One of the pastors I listened to was apparently aware of the diverse interpretations, and explained them by saying that the genre of Revelation is like a modern art painting. It conveys diverse (“and even contradictory”) messages, but “the beauty of the genre of Revelation is that all of those views can not only be true, but also intended by the author.”

Finally, I heard one pastor preach this at a missions conference (he was apparently assigned the text), and he pointed out how impossible it is to get any two commentators to agree on anything in Revelation 6, so the obvious take away is that Revelation 6 is in the Bible to keep us humble, and help us realize that God’s wrath is horrible, and it falls upon the proud.

This experience not only confirms me in my premillennialism, but the longer I’ve thought about it, the more it has become to me a strong argument for premillennialism.
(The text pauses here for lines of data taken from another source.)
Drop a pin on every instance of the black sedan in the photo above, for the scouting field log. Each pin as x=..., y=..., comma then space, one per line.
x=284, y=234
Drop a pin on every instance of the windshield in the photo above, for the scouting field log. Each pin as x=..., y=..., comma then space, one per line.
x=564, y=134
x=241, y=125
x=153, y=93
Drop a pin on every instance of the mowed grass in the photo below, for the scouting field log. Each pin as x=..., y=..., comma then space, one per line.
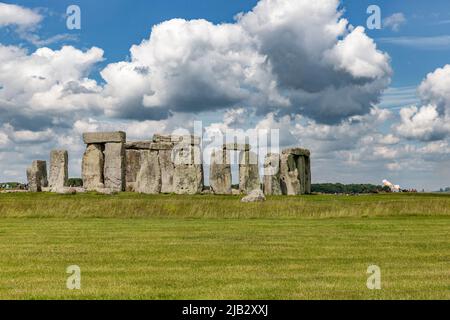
x=133, y=246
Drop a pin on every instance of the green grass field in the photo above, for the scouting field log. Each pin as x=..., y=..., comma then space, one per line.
x=132, y=246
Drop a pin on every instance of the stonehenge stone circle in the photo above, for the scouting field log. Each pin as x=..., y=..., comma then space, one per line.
x=254, y=196
x=295, y=171
x=59, y=170
x=115, y=166
x=104, y=137
x=148, y=179
x=188, y=172
x=272, y=182
x=104, y=161
x=220, y=172
x=172, y=164
x=248, y=172
x=92, y=167
x=167, y=170
x=37, y=176
x=133, y=160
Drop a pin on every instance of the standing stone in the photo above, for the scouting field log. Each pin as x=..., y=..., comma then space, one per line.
x=290, y=185
x=188, y=172
x=148, y=179
x=92, y=167
x=114, y=170
x=272, y=183
x=308, y=175
x=133, y=165
x=59, y=170
x=220, y=172
x=37, y=176
x=248, y=172
x=167, y=171
x=301, y=168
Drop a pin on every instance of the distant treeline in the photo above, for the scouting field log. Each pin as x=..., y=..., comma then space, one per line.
x=347, y=188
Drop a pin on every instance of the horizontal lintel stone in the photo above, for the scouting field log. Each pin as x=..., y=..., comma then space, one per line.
x=186, y=139
x=297, y=152
x=104, y=137
x=149, y=145
x=237, y=146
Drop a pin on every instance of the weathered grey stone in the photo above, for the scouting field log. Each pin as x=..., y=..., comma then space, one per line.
x=237, y=146
x=133, y=166
x=184, y=139
x=297, y=152
x=220, y=172
x=301, y=163
x=15, y=191
x=161, y=146
x=308, y=175
x=167, y=170
x=254, y=196
x=272, y=183
x=106, y=191
x=92, y=167
x=149, y=145
x=59, y=170
x=138, y=145
x=148, y=180
x=64, y=190
x=104, y=137
x=115, y=166
x=248, y=172
x=37, y=176
x=188, y=172
x=290, y=185
x=235, y=192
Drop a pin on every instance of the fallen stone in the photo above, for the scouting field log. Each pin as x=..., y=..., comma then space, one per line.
x=64, y=190
x=235, y=192
x=138, y=145
x=220, y=172
x=254, y=196
x=148, y=180
x=115, y=166
x=272, y=182
x=59, y=170
x=206, y=191
x=106, y=191
x=92, y=167
x=37, y=176
x=104, y=137
x=15, y=191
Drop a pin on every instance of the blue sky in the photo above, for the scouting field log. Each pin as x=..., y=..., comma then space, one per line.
x=116, y=25
x=356, y=134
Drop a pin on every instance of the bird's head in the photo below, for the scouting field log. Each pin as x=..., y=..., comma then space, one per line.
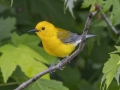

When premillennialists tackle this passage, their hermeneutic allows them to make sense of it, and tie it to other places, and demonstrate the fulfilment of prophecy.

In contrast, the amillennialists I listened to—the very people that often wax eloquently on the genre of Revelation, and how understanding it helps them rightly interpret the book—come away not making a great deal of sense of the passage. A few even claimed it was designed to teach contradictory things, and on the major issues (are the seals sequential? Is this the prophesied Day of the Lord? Is this even future at all?) it seemed like no two agreed with each other.

I started this study thinking Revelation 6 did not have a lot to say about millennialism, but ended it seeing that the same hermeneutic that leads to premillennialism, also leads to clarity in difficult passages.